Del consejo editorial

'Vae victis!'

RAMÓN COTARELO

Catedrático de Ciencias Políticas

En todas las guerras que acaban en rendición incondicional los vencidos quedan a merced del vencedor, que suele tener poca o ninguna. Espera a aquellos la muerte, la esclavitud, el destierro, la asimilación, el terror, males de duración incierta, correspondientes a la venganza del vencedor, que no conoce fin.
Lo que distingue los tiempos modernos de los anteriores es que el destino de los vencidos suele dirimirse en los tribunales de justicia. Justicia del vencedor pero, según se dice, justicia al fin y al cabo. Peores son los destinos determinados directamente por los militares vencedores. Desde la Segunda Guerra Mundial, lo normal es que el vencedor lleve al vencido a los tribunales y lo haga ahorcar, como a Saddam Hussein hace poco.

Con o sin tribunales, ¡ay de los vencidos!
En España hubo unos vencidos en 1939 que quedaron a merced de los vencedores en el marco de una dictadura militar, travestida en civil hacia los años sesenta, que trató al país como territorio ocupado y dividió a sus habitantes en dos grupos: leales y enemigos, no reconociendo a estos derecho fundamental alguno; ni el de la vida. Y así funcionó aquel régimen inicuo, que llamaba patria a un territorio que acogía a más de cien mil compatriotas asesinados y enterrados en fosas comunes y a una cantidad indeterminada de ellos desenterrados a mansalva y vueltos a enterrar para hacer compañía al jefe de sus asesinos en su viaje a la eternidad, en ese monumento kitsch y siniestro que la egolatría del personaje se hizo construir.
España sí es diferente: la dictadura no fue vencida en la guerra, sino que ella misma, producto de una victoria militar, organizó su sucesión.

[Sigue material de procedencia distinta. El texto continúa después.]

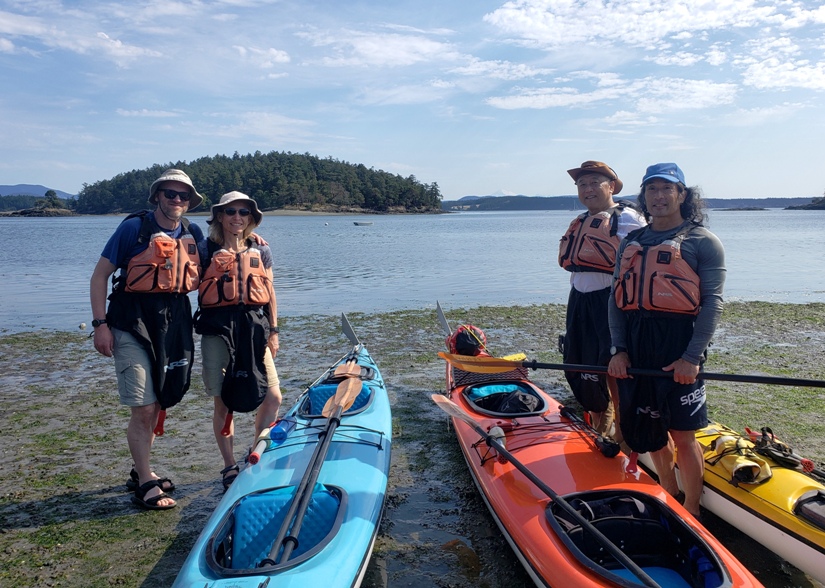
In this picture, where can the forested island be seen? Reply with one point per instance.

Y 35 años después de la muerte del dictador los vencidos siguen en donde estaban: los muertos, amontonados en fosas anónimas, y los vivos, sometidos a atropellos institucionales instigados por los herederos de los vencedores.
Decir que el pacto de la Transición no puede revisarse ni por medio de los tribunales muestra en dónde estamos: en donde siempre, con el miedo disfrazado de prudencia y ecuanimidad. Todo el mundo desde Antígona quiere tener a sus muertos enterrados según sus convicciones, no tirados en cualquier parte o expuestos como trofeo del vencedor. No reconocer este derecho y no hacerlo efectivo ya con ayuda de todos, empezando por los vencedores o sus herederos, es lo que prueba que no tenemos arreglo.